I have seen medical systems where the mitigation code is as big as the main-line software, and vehicle software where the mitigation strategies extend to significant additional hardware to enter a safe though degraded mode. Typically a failure-mode and effects analysis identifies (hopefully) every possible problem that could arise, from bad sensor data to firmware failure. The team then writes code to mitigate against each of these to insure safety.

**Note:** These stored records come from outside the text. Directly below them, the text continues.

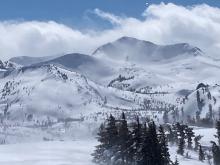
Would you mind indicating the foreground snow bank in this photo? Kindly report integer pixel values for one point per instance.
(48, 153)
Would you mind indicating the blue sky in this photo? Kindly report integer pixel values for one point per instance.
(51, 27)
(75, 12)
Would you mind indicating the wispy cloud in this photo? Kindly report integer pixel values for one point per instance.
(163, 24)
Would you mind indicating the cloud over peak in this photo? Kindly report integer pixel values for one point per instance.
(163, 24)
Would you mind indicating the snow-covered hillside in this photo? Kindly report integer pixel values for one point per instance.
(130, 75)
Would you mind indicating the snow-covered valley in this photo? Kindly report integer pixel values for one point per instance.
(53, 105)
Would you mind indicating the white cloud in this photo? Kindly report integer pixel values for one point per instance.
(163, 24)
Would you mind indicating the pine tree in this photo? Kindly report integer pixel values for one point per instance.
(165, 117)
(181, 135)
(155, 147)
(216, 153)
(170, 136)
(189, 134)
(218, 131)
(196, 140)
(111, 138)
(135, 141)
(146, 147)
(201, 154)
(176, 162)
(164, 146)
(124, 141)
(98, 155)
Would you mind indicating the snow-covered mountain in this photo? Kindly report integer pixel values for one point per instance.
(138, 51)
(128, 74)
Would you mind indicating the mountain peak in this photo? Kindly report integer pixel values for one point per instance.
(140, 51)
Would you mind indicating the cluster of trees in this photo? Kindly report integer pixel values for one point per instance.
(134, 144)
(216, 147)
(183, 136)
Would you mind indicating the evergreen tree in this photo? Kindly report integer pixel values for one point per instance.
(146, 147)
(201, 154)
(181, 136)
(196, 140)
(176, 162)
(156, 153)
(164, 146)
(216, 153)
(124, 141)
(218, 131)
(135, 141)
(165, 117)
(98, 155)
(189, 135)
(170, 135)
(111, 138)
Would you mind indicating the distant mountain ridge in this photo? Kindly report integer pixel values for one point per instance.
(127, 48)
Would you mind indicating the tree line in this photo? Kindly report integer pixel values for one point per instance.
(131, 144)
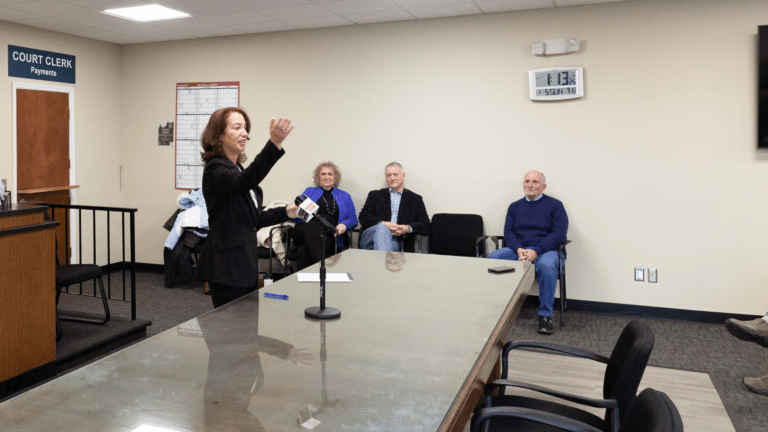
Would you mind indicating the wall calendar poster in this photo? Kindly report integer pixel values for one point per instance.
(195, 102)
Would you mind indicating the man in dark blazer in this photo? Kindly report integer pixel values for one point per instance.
(390, 213)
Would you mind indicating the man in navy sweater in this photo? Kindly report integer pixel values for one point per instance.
(535, 227)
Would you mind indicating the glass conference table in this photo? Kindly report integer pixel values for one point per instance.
(418, 337)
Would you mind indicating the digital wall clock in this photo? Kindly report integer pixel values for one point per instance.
(556, 83)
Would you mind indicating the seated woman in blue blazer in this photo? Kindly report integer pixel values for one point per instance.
(334, 205)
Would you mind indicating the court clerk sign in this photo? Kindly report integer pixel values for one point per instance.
(41, 65)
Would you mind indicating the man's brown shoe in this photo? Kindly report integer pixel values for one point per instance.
(753, 331)
(757, 385)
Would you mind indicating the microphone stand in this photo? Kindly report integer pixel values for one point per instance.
(322, 312)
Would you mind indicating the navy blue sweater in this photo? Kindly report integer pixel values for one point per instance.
(539, 225)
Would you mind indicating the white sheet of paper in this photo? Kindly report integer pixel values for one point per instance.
(329, 277)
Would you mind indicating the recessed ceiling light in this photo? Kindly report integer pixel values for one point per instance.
(146, 13)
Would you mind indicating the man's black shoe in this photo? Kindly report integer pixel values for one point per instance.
(546, 326)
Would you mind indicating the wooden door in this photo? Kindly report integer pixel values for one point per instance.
(42, 148)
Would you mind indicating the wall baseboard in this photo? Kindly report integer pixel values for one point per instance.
(532, 301)
(651, 312)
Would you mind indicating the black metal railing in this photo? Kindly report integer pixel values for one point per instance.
(110, 267)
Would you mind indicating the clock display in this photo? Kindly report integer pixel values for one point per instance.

In litigation surrounding the Toyota unintended acceleration case plaintiff's experts identified a "monitor" MCU located adjacent to the main processor whose purpose was to mitigate against improper actions commanded by that part. The experts found that the monitor code wasn't correctly implemented. No one would argue that mitigation code is easy, but in many cases it's important to invest the time and effort into getting it right.
In some safety-critical systems a small code change can require months of testing to meet the requirements of the applicable ISO/IEC standard. That would be ridiculous for a toaster. But if it were me, I might consider at least adding a fuse to mitigate against short circuits!
Perfection is elusive, and the real-world is one where things fail. I think reliable systems come from striving for perfection, verification (which is never enough by itself; you can't test quality into a system), and, where needed, employing mitigation strategies. No single approach is enough.